Show that there is no entire function such that $f(\frac
1n)=\frac{n}{3n-2},\forall n\in\mathbb{N}$
My attempt:
Suppose that there is such entire function $f$. Define $g:z\mapsto \frac{z^{-1}}{3z^{-1}-2}$. Then $f(\frac 1n)=g(\frac 1n),\forall n\in\mathbb{N}$. This implies that $f=g$ on $\mathbb{C}$. The function $g$, however, is not entire since it has a pole in $3/2$ – a contradiction! Therefore, such entire function does not exist.
Is this a good approach?
Best Answer
No, it is not correct.
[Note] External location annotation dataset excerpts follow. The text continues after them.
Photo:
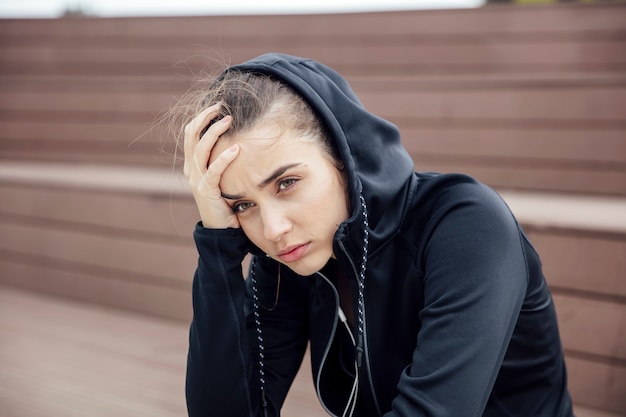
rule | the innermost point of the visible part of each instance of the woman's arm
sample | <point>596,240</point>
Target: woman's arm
<point>474,284</point>
<point>223,361</point>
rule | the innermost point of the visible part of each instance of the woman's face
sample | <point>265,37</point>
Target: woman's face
<point>288,195</point>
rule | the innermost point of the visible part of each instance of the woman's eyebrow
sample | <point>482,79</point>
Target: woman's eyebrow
<point>277,173</point>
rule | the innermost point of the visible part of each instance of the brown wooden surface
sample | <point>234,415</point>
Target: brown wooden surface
<point>526,98</point>
<point>529,99</point>
<point>61,358</point>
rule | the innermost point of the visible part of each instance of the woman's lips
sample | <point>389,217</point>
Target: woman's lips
<point>293,253</point>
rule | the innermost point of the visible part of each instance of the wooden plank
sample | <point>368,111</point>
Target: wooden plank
<point>450,139</point>
<point>347,52</point>
<point>111,254</point>
<point>34,354</point>
<point>583,263</point>
<point>602,106</point>
<point>50,375</point>
<point>97,288</point>
<point>507,19</point>
<point>176,82</point>
<point>604,325</point>
<point>166,217</point>
<point>74,359</point>
<point>548,213</point>
<point>598,385</point>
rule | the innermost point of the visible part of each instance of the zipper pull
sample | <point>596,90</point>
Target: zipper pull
<point>359,351</point>
<point>264,403</point>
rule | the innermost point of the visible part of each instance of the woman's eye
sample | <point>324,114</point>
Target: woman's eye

You cannot deduce that $f=g$ simply from the fact that$$(\forall n\in\mathbb N):f\left(\frac1n\right)=g\left(\frac1n\right).\tag1$$For instance, if $f$ is the null function and $g(z)=\sin\left(\frac\pi z\right)$, but in that case you don't have $f=g$, right?!
Instead, define$$\begin{array}{rccc}h\colon&D_{\frac32}\left(0\right)&\longrightarrow&\mathbb C\\&z&\mapsto&\frac1{3-2z}.\end{array}$$Then $(\forall n\in\mathbb N):f\left(\frac1n\right)=h\left(\frac1n\right)$ and so$$f(0)=\lim_{n\to\infty}f\left(\frac 1n\right)=\lim_{n\to\infty}h\left(\frac 1n\right)=h(0)$$and therefore$$\left\{z\in D_{\frac32}\left(0\right)\,\middle|\,f(z)=h(z)\right\}\supset\{0\}\cup\left\{\frac1n\,\middle|\,n\in\mathbb N\right\}.$$Since the set $\left\{z\in D_{\frac32}\left(0\right)\,\middle|\,f(z)=h(z)\right\}$ contains a non-isolated point ($0$), it follows from the identity theorem that$$\left(\forall z\in D_{\frac32}(0)\right):f(z)=h(z).$$But $\lim_{z\to\frac32}f(z)=f\left(\frac32\right)$, whreas the limit $\lim_{z\to\frac32}h(z)$ doesn't exist (in $\mathbb C$).